Les parties ayant été régulièrement averties du jour de l'audience ;

Après avoir entendu au cours de l'audience publique du 10 novembre 2011 :

- le rapport de Mme Besson-Ledey, premier conseiller ;

- et les conclusions de M. Monnier, rapporteur public ;

Considérant qu'à la suite d'une vérification de comptabilité portant sur la période du 1er janvier 2002 au 31 décembre 2004, prolongée jusqu'au 31 mai 2005 en matière de taxe sur la valeur ajoutée, la SA GERARD PERRIER INDUSTRIE, membre d'un groupe fiscal intégré, s'est vu notifier des redressements en matière d'impôt sur les sociétés et contributions à cet impôt, concernant les exercices clos en 2002, 2003 et 2004, après la remise en cause par l'administration fiscale du caractère déductible de sommes qu'elle a estimées excessives, versées à la SARL GC Participations, en exécution d'une convention d'assistance administrative, comptable et financière ; que la SA GERARD PERRIER INDUSTRIE relève appel du jugement du 8 juin 2010 par lequel le Tribunal administratif de Lyon a rejeté sa demande tendant à la décharge de ces impositions ;

Sans qu'il soit besoin de statuer sur les autres moyens ;

Considérant qu'il résulte de l'instruction que, par une convention du 28 juillet 2000, la SA GERARD PERRIER INDUSTRIE a confié les missions d'assistance administrative, comptable et financière, alors assurées par son directeur général, à la SARL GC Participations, moyennant une rémunération comprenant une part fixe annuelle et une part variable liée aux résultats du groupe ; que, par deux avenants signés en avril 2002 et 2004, les parties sont convenues d'une augmentation de la part fixe de la rémunération de la SARL GC Participations de respectivement 43 et 71 % ; que l'administration, estimant ces augmentations excessives, a limité leur déduction des charges du groupe à 17 % entre 2000 et 2002, 20 % entre 2000 et 2003 et 22 % entre 2000 et 2004 ; que, pour justifier cette limitation, le ministre fait valoir que la SARL GC Participations exerçait les mêmes fonctions que celles qui étaient auparavant exercées par le directeur général de la société et que, dans la convention initiale, les montants de la rémunération et des avantages annexes avaient été fixés de manière à ce que l'externalisation des services de direction n'entraîne pas d'augmentation de coût pour la SA GERARD PERRIER INDUSTRIE ; que ce faisant, l'administration, qui ne se réfère à aucun terme de comparaison, ne démontre pas, ainsi qu'il lui incombe, que les rémunérations prévues par les avenants de 2002 et 2004 étaient excessives par rapport aux prix du marché ou aux rémunérations allouées, pour les mêmes fonctions, aux salariés d'entreprises similaires alors, au demeurant, que la SA GERARD PERRIER INDUSTRIE soutient, sans être contestée, que son chiffre d'affaires a augmenté au cours des années en cause et que les augmentations litigieuses n'ont représenté que 0,48 % du chiffre d'affaires consolidé du groupe en 2002 et 0,55 % en 2004 ; qu'il s'ensuit que la SA GERARD PERRIER INDUSTRIE est fondée, d'une part, à demander la décharge des impositions supplémentaires auxquelles elle a été assujettie en raison de la remise en cause de la déduction de ses charges des sommes que l'administration a jugées excessives et qu'elle a versées à la SARL GC participations et, d'autre part, à soutenir que c'est à tort que, par le jugement attaqué, le Tribunal administratif de Lyon a rejeté sa demande ;

DECIDE :

Article 1er : Le jugement n° 0804254 du 8 juin 2010 du Tribunal administratif de Lyon est annulé.

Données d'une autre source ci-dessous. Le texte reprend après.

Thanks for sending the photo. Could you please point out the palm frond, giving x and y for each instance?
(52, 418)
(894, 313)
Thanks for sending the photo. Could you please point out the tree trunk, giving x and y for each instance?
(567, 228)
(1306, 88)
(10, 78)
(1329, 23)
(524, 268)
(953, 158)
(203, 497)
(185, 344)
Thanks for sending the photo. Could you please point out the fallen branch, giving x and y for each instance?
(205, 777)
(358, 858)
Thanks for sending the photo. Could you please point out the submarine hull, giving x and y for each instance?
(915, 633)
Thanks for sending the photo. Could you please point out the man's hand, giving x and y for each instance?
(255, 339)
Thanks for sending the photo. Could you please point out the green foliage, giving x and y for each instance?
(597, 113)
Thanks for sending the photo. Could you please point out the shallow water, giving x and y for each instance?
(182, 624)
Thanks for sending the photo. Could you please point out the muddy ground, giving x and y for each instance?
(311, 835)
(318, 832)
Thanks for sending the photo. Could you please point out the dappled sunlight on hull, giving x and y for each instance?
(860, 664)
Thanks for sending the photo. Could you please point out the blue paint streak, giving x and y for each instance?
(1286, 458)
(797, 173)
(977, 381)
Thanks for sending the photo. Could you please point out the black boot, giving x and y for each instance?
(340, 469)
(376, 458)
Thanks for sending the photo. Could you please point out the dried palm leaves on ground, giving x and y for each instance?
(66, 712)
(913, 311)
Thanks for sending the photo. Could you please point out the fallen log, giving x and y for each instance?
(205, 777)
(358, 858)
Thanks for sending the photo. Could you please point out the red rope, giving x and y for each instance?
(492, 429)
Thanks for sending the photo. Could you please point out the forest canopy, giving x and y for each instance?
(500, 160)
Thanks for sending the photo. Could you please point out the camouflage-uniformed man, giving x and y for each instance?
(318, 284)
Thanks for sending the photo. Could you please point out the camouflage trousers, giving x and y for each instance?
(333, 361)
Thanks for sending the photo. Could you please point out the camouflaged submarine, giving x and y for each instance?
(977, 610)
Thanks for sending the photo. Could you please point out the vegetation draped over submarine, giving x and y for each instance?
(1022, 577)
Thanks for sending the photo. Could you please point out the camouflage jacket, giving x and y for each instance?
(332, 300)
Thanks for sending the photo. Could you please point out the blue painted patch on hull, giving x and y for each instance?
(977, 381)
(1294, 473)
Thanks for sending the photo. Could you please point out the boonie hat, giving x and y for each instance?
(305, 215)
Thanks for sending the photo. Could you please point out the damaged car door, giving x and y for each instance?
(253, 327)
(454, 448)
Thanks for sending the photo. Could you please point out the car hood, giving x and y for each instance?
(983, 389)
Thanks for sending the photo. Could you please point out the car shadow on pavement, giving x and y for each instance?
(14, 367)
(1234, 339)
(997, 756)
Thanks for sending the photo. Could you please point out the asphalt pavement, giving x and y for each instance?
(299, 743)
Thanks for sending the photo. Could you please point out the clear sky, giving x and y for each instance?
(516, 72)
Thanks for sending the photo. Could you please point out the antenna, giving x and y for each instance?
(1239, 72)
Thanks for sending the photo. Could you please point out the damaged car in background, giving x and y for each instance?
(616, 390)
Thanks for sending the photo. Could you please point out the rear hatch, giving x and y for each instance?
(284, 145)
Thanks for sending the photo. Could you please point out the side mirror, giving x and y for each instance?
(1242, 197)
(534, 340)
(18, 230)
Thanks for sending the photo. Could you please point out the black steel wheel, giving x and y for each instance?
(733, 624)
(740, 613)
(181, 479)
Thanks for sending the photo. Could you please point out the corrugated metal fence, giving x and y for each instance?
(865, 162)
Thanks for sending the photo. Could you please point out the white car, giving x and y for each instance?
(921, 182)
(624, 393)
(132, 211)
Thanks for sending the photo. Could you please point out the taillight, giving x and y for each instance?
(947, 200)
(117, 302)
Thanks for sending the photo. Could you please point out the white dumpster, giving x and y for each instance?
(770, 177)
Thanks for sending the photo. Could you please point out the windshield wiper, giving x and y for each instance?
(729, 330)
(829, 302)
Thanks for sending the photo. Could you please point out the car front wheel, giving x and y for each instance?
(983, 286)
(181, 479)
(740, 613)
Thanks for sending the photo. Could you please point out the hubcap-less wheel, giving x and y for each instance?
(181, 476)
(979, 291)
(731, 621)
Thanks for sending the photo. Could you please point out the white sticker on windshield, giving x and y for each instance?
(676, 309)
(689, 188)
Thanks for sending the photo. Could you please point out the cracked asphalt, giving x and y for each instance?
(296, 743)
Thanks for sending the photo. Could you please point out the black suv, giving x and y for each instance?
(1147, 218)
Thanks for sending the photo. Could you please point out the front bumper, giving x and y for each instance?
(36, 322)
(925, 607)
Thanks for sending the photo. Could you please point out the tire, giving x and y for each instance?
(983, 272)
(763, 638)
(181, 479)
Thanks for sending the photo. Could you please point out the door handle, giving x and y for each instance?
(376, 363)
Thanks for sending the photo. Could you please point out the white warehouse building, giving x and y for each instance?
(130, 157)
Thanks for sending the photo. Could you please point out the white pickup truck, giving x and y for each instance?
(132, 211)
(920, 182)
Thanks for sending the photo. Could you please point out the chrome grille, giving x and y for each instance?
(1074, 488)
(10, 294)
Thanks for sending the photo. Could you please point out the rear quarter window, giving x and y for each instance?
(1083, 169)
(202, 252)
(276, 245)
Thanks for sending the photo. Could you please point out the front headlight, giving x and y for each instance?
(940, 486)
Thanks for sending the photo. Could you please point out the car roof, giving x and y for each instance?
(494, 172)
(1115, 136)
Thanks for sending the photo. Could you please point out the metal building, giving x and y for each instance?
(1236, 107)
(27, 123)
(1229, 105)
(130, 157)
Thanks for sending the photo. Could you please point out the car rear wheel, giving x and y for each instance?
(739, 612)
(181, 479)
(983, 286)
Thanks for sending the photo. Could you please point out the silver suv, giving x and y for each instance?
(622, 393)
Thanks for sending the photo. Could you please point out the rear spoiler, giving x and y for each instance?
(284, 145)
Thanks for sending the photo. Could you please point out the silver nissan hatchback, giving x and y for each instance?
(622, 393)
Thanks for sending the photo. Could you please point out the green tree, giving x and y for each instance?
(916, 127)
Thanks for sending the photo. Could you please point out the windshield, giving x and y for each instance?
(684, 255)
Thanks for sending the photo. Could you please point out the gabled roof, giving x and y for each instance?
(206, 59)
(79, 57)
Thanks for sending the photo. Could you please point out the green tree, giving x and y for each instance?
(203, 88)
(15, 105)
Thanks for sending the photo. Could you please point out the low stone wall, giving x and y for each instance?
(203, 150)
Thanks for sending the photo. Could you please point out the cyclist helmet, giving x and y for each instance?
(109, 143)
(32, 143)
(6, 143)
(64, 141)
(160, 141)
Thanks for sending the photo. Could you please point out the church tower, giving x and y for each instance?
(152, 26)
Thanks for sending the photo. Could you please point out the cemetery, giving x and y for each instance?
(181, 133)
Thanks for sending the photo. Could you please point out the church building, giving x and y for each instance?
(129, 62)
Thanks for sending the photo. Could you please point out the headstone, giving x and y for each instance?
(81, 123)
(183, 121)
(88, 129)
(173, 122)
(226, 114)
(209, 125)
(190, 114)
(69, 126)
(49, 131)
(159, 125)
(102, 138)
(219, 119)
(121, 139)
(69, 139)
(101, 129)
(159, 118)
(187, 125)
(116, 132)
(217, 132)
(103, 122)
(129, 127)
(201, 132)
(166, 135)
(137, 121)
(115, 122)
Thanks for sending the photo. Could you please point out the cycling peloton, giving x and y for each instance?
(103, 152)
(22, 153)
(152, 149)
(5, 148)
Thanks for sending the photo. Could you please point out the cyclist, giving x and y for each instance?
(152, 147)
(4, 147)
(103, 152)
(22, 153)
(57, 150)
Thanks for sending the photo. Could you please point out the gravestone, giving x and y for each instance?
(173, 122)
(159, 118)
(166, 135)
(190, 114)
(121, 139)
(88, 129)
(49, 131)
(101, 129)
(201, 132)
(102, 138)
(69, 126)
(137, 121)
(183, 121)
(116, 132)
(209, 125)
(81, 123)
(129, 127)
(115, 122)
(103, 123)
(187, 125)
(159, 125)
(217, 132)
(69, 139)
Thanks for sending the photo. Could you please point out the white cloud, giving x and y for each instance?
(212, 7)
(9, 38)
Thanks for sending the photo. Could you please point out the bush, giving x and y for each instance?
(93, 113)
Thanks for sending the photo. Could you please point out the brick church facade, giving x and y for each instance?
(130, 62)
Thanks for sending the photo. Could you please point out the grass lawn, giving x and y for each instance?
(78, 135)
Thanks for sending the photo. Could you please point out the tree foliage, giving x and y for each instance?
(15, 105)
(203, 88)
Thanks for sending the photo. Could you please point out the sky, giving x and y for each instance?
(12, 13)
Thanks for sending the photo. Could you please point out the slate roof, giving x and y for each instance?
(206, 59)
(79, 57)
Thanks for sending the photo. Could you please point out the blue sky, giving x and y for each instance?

Article 2 : La SA GERARD PERRIER INDUSTRIE est déchargée des cotisations supplémentaires d'impôt sur les sociétés, de la contribution additionnelle à cet impôt et de la contribution sociale auxquelles elle a été assujettie au titre des exercices clos en 2002, 2003 et 2004, après la remise en cause par l'administration fiscale du caractère déductible de sommes qu'elle a versées à la SARL GC participations.

Article 3 : Le présent arrêt sera notifié à la SA GERARD PERRIER INDUSTRIE et au ministre du budget, des comptes publics et de la réforme de l'Etat.

Délibéré après l'audience du 10 novembre 2011 à laquelle siégeaient :

M. Duchon-Doris, président de chambre,

M. Montsec, président-assesseur,

Mme Besson-Ledey, premier conseiller.

Lu en audience publique, le 8 décembre 2011.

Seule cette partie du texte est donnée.